African Union Refuses to Recognize Rebels

Despite the enormous pressure coming from the United States and NATO countries, the 54-member African Union has refused to recognize the rebel TNC forces as the legitimate rulers of Libya. In a meeting held recently at AU headquarters in Addis Ababa, Ethiopia, the continental organization, which was headed by Muammar Gaddafi in 2009, is still demanding that a government of national unity by established in Libya that would include loyalists from the Gaddafi government.

The African Union since March 11 has called for a ceasefire, the removal of foreign forces from the country, a halt to the bombing by the U.S. and NATO and the holding of internationally supervised elections. The rebels have not been elected by anyone inside of Libya and therefore their presence in the capital is not considered legitimate by the AU.

In a August 26 statement from the AU it says that “the Peace and Security Council calls for the formation of an inclusive transitional government, the establishment of a constitutional and legislative framework for the democratic transformation of Libya as well as for support toward the organization of elections and a national reconciliation process.” Yet the U.S.-NATO military alliance and the rebels have rejected all overtures by the AU to intervene in the Libya crisis.

In Zimbabwe the government has ordered the expulsion of an envoy who says that he represents the TNC in Harare. An interview with the National Army Commander Lieutenant-General Philip Valerio Sibanda he stated that “Certain things have happened. There are threats of divisions within the African Union over events in Libya where people are fighting to further their own interests.” (Bulaway 24 News, August 29)

Lieutenant-General Sibanda also said that “It is such events that show the weakness of organizations like the AU when they fail to deal with rebels with one voice and with a common goal as a continent. The country is secure only as far as we make it, but if we decide to invite foreigners then we will have challenges.”

Cynthia McKinney National Tour Demonstrates Widespread Opposition to Libya War

Former U.S. Congressperson and presidential candidate Cynthia McKinney wrapped up a 21-city tour in Denver on August 28. She spoke in Detroit on August 27 to over 200 people at the University of Michigan Center located in the heart of the city.

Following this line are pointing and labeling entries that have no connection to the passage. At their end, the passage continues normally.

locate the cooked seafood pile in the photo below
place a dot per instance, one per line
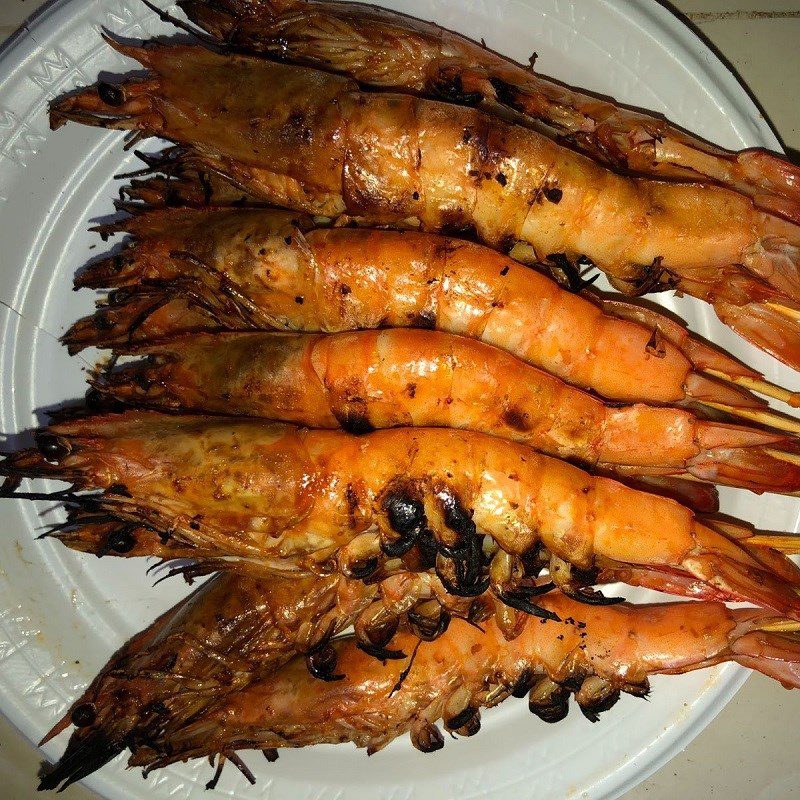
(357, 369)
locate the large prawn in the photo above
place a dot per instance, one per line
(312, 141)
(386, 49)
(391, 378)
(272, 492)
(189, 270)
(593, 653)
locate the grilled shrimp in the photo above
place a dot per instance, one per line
(261, 491)
(251, 269)
(392, 378)
(386, 49)
(312, 141)
(594, 653)
(223, 637)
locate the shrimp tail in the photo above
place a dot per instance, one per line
(772, 326)
(773, 654)
(759, 460)
(85, 753)
(738, 575)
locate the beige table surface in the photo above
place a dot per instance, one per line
(751, 751)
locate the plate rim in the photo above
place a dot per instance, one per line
(652, 17)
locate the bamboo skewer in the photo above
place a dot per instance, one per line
(762, 387)
(768, 418)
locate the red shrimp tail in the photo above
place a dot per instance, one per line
(776, 655)
(765, 325)
(84, 755)
(703, 355)
(746, 457)
(744, 581)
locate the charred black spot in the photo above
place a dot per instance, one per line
(456, 517)
(426, 548)
(425, 319)
(406, 515)
(516, 418)
(593, 709)
(322, 663)
(121, 541)
(427, 627)
(523, 683)
(362, 569)
(505, 92)
(554, 194)
(551, 713)
(52, 447)
(83, 715)
(462, 718)
(507, 243)
(449, 85)
(355, 421)
(111, 95)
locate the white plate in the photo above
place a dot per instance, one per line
(61, 614)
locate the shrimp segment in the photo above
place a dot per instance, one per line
(269, 491)
(392, 378)
(267, 269)
(595, 653)
(312, 141)
(382, 48)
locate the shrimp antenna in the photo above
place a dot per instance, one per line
(201, 36)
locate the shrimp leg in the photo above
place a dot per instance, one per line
(399, 158)
(594, 653)
(269, 491)
(392, 378)
(386, 49)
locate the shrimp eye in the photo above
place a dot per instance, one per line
(52, 447)
(83, 715)
(121, 541)
(111, 95)
(360, 570)
(427, 738)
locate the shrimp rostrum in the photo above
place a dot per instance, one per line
(274, 492)
(382, 48)
(314, 142)
(593, 653)
(366, 380)
(234, 269)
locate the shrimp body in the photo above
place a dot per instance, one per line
(385, 49)
(265, 490)
(266, 269)
(595, 653)
(392, 378)
(312, 141)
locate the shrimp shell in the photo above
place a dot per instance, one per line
(386, 49)
(247, 269)
(269, 491)
(595, 653)
(312, 141)
(392, 378)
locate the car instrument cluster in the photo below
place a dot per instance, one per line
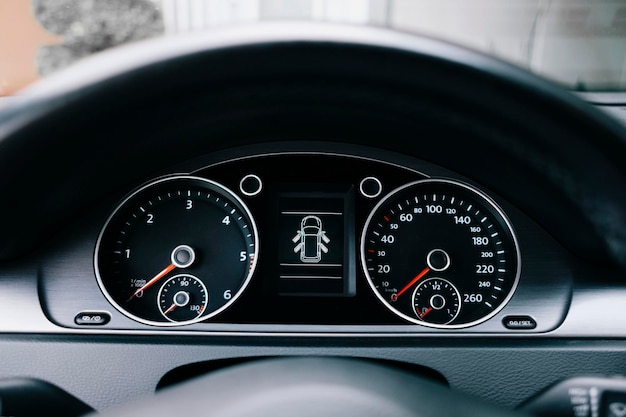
(325, 237)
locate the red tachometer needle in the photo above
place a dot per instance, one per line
(419, 276)
(157, 277)
(169, 310)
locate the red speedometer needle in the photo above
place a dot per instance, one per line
(419, 276)
(157, 277)
(425, 312)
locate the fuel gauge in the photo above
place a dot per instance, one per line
(436, 301)
(183, 298)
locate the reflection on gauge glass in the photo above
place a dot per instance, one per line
(440, 253)
(177, 251)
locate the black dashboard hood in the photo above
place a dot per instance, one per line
(113, 120)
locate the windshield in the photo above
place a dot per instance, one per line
(579, 44)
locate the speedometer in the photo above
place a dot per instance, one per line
(440, 253)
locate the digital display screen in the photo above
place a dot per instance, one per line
(316, 243)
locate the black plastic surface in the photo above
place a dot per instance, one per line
(311, 387)
(32, 398)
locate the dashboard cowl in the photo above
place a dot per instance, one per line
(115, 119)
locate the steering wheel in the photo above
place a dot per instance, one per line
(117, 118)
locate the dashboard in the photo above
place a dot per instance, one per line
(309, 191)
(266, 250)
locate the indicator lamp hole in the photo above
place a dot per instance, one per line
(181, 299)
(437, 301)
(370, 187)
(250, 185)
(438, 260)
(183, 256)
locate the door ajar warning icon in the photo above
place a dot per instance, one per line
(311, 240)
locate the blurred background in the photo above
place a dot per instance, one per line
(579, 44)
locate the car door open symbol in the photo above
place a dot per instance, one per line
(311, 240)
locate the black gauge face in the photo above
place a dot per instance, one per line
(440, 253)
(178, 251)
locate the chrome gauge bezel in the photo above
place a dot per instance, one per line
(235, 296)
(488, 201)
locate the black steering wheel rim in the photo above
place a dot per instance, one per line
(113, 120)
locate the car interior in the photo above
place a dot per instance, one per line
(307, 218)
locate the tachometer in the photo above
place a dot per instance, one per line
(440, 253)
(177, 251)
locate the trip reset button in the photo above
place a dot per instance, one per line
(519, 322)
(90, 318)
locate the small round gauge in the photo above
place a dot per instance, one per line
(183, 298)
(437, 301)
(446, 243)
(175, 232)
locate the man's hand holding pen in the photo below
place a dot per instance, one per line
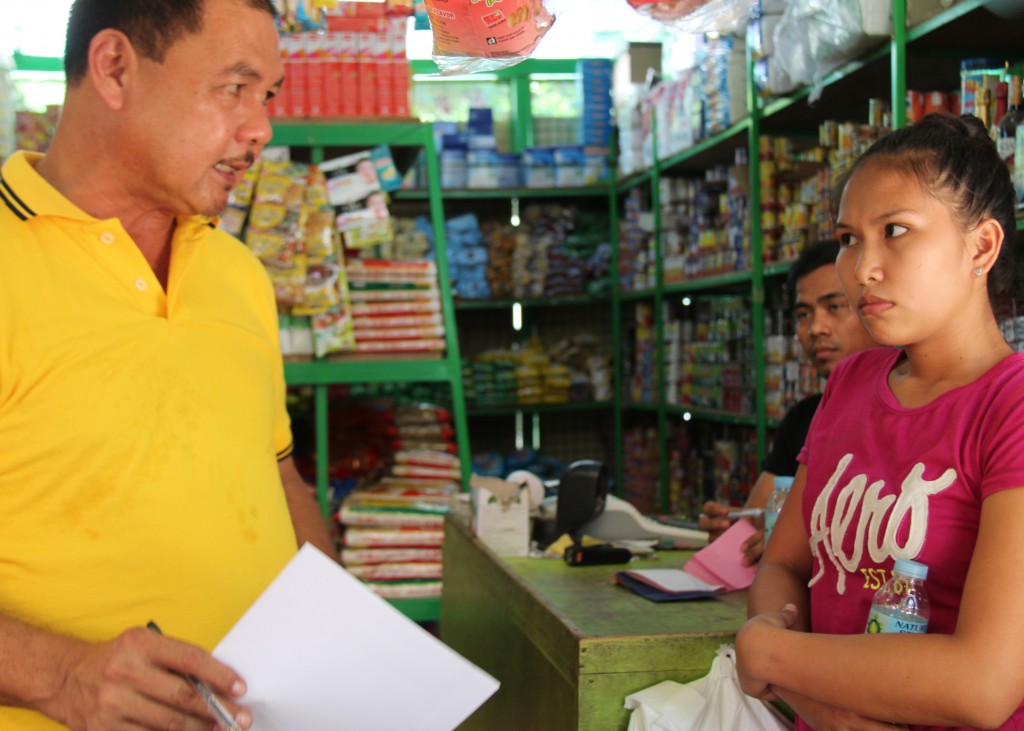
(140, 680)
(717, 518)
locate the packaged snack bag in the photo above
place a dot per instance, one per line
(485, 35)
(697, 15)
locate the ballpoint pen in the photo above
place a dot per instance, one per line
(219, 711)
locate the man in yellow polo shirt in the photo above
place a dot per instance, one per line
(145, 470)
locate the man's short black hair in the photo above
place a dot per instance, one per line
(820, 253)
(152, 26)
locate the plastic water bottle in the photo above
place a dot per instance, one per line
(901, 605)
(774, 504)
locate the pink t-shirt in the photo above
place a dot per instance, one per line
(886, 482)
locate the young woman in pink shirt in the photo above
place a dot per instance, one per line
(914, 453)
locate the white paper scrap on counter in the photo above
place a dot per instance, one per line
(320, 651)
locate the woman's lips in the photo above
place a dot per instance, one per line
(872, 305)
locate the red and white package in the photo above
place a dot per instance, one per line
(697, 15)
(474, 36)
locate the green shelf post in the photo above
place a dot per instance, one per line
(452, 354)
(321, 410)
(659, 376)
(898, 60)
(757, 262)
(616, 330)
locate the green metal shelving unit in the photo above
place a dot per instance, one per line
(321, 136)
(605, 192)
(955, 33)
(335, 135)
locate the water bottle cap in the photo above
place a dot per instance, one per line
(783, 482)
(910, 568)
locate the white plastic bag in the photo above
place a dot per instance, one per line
(714, 702)
(819, 36)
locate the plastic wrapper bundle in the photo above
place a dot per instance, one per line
(710, 703)
(472, 36)
(819, 36)
(697, 15)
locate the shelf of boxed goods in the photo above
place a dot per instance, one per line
(335, 137)
(335, 134)
(920, 58)
(718, 163)
(546, 311)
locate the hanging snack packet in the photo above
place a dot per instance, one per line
(485, 35)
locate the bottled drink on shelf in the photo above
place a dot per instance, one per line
(901, 604)
(1007, 130)
(774, 505)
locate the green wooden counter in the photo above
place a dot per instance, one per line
(566, 644)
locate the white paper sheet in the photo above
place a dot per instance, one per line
(322, 652)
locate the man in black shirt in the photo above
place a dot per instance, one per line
(828, 330)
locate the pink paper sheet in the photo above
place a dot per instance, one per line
(722, 561)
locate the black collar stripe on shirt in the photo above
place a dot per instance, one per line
(15, 204)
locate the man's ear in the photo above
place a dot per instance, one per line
(112, 60)
(986, 241)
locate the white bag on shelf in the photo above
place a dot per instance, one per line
(713, 702)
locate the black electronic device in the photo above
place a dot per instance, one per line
(582, 493)
(596, 555)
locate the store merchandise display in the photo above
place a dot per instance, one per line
(706, 223)
(471, 157)
(637, 257)
(351, 61)
(392, 524)
(318, 231)
(640, 370)
(709, 356)
(398, 305)
(571, 371)
(641, 448)
(470, 37)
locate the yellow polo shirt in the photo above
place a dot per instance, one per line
(139, 430)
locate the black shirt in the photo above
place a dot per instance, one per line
(791, 437)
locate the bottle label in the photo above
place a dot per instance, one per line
(880, 620)
(1007, 145)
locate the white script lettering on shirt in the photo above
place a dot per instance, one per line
(875, 528)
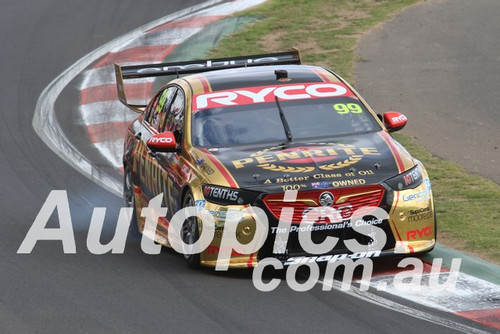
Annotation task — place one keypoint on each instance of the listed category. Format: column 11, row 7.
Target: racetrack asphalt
column 439, row 63
column 51, row 292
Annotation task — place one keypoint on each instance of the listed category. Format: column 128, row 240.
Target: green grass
column 327, row 32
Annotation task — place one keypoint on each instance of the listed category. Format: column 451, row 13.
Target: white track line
column 392, row 305
column 44, row 120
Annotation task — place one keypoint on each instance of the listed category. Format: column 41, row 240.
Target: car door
column 170, row 164
column 151, row 180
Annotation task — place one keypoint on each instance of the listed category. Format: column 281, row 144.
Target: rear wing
column 197, row 66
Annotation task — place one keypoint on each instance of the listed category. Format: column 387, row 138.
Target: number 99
column 343, row 108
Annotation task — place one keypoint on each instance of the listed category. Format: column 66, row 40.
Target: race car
column 234, row 137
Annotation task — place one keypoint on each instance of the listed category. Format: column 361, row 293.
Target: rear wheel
column 129, row 201
column 190, row 233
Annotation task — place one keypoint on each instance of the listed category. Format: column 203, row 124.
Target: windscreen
column 259, row 123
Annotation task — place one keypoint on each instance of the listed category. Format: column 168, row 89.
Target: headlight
column 410, row 179
column 228, row 196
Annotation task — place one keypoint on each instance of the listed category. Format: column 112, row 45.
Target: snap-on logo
column 263, row 94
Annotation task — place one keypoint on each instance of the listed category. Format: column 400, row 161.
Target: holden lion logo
column 326, row 198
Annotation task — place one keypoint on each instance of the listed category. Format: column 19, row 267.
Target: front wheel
column 190, row 233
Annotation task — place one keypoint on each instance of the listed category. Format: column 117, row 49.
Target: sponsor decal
column 320, row 185
column 419, row 233
column 220, row 193
column 331, row 258
column 419, row 196
column 348, row 183
column 211, row 63
column 419, row 214
column 329, row 156
column 200, row 203
column 263, row 94
column 412, row 176
column 428, row 184
column 399, row 119
column 326, row 199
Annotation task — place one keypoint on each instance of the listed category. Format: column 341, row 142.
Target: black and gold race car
column 240, row 133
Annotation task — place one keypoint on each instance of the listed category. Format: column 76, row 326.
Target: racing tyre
column 129, row 201
column 190, row 233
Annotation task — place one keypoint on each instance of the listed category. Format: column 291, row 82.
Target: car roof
column 257, row 76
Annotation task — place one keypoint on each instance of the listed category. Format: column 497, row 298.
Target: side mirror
column 394, row 121
column 163, row 142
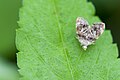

McKinney’s tour drew hundreds of activists in each location throughout the country. At the Detroit meeting, solidarity statements were made by Mark Fancher of the National Conference of Black Lawyers, Maureen Taylor of the Michigan Welfare Rights Organization, Fred Vitale of the Detroit and Michigan Green Party, the Freedom Road Socialist Organization and the Michigan Emergency Committee Against War & Injustice, which organized the meeting, as well as Workers World Party.

The event also featured the youth band Siaire Reign and Black Reign who opened the program with revolutionary songs of resistance and struggle. Former Congressperson McKinney, who visited Libya in June, reported on the bombing of civilian areas inside the country and the need for people in the U.S. to oppose the imperialist war drive that is spreading throughout Africa and the Middle East.